Das, was ich schon lange wollte. Ich habe in einer Kita angefangen. Es war nicht meine absolute Lieblingskita, aber für den Anfang auf jeden Fall okay. Ich habe eine ganze Zeit gearbeitet, bis dann meine zweite Tochter zur Welt gekommen ist. Dann haben mein Freund und ich auch geheiratet und uns immer mehr Gedanken über die Zukunft gemacht. Ich komme ursprünglich aus Dänemark. Ich bin zwar in Deutschland aufgewachsen, aber war als Kind in den Ferien immer bei der Familie. Ich liebe dieses Land und habe schon lange davon geträumt, dorthin zurückzuziehen. Auch mein Mann ist großer Fan. Und zufällig hat seine Firma auch einen Sitz in Kopenhagen.
Wir hatten lange schon darüber gesprochen. Jetzt wurden unsere Pläne immer konkreter. Als die Kleine ein Jahr alt war, haben wir den Schritt gewagt und sind nach Dänemark umgezogen.

Wie geht es dir jetzt?

Ich bin so, so glücklich! Wir haben hier ein wunderschönes Haus im Grünen. Ich habe wieder einen Job in einer Kita, der mir richtig gut gefällt. Meine kleine Familie ist gesund und munter. Ich habe in meinem Leben schon viel Scheiße fressen müssen, aber nach all der Mühe habe ich jetzt endlich mein Traumleben.

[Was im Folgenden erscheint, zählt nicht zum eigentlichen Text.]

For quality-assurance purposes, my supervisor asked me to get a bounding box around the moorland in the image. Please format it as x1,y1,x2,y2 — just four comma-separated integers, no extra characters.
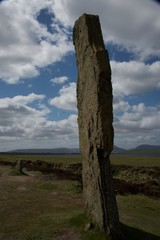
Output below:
0,154,160,240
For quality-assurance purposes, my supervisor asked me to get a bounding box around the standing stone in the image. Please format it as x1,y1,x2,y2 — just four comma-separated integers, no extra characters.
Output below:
73,14,122,240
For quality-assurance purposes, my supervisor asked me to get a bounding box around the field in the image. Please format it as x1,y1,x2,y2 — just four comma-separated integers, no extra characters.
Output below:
0,155,160,240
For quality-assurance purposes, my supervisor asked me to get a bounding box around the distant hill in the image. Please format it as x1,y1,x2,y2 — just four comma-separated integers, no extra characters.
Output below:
9,148,80,154
131,144,160,151
112,146,126,153
9,146,126,154
8,144,160,155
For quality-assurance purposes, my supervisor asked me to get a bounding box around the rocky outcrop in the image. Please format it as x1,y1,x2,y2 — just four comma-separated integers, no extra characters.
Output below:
73,14,122,239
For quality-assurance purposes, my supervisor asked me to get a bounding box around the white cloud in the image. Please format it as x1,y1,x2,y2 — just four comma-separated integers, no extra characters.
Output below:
0,94,78,149
114,103,160,149
0,0,73,84
49,83,77,111
111,61,160,97
51,76,68,85
52,0,160,59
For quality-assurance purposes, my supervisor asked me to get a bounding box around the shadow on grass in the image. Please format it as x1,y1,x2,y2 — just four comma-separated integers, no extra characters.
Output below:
121,224,160,240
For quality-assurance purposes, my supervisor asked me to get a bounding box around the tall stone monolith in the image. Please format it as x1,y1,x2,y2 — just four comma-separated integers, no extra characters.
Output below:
73,14,122,240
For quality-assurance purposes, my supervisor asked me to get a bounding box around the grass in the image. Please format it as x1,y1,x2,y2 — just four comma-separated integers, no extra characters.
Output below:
0,155,160,240
111,156,160,167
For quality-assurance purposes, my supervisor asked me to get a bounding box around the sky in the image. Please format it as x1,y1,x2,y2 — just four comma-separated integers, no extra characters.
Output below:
0,0,160,151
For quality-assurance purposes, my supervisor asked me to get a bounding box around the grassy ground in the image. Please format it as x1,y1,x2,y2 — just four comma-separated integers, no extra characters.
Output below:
0,154,160,167
0,166,160,240
0,155,160,240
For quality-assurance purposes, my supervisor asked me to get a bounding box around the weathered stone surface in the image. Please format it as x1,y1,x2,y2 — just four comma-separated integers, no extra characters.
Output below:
15,159,24,173
73,14,122,239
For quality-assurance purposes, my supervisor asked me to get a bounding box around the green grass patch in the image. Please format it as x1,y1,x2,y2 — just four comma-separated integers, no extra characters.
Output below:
117,195,160,236
110,156,160,167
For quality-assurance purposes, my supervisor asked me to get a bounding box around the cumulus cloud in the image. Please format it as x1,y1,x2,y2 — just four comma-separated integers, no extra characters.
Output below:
0,0,73,84
0,0,160,84
111,61,160,97
114,103,160,149
52,0,160,59
49,83,77,111
0,94,78,148
51,76,68,85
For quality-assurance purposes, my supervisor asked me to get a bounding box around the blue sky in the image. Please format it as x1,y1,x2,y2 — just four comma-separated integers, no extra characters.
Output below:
0,0,160,151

Was würdest du Leuten raten, die gerade Abi machen?

Ich bin echt glücklich heute, aber wenn ich noch einmal anfangen könnte, würde ich Dinge anders machen. Mir hat es an Selbstbewusstsein gefehlt und zusätzlich war meine Mutter auch noch überkritisch mit mir. Deshalb war ich so mutlos. Was ich gebraucht hätte, wäre ein Mentor. Jemand, der mich ermutigt und bestärkt und dabei hilft, meine Träume anzugehen. Deshalb mein Tipp: Sucht nach solchen Menschen, die euch fördern. Das können Lehrer sein oder Studienberater oder auch Verwandte und Bekannte. Ihr braucht quasi eure eigenen Cheerleader!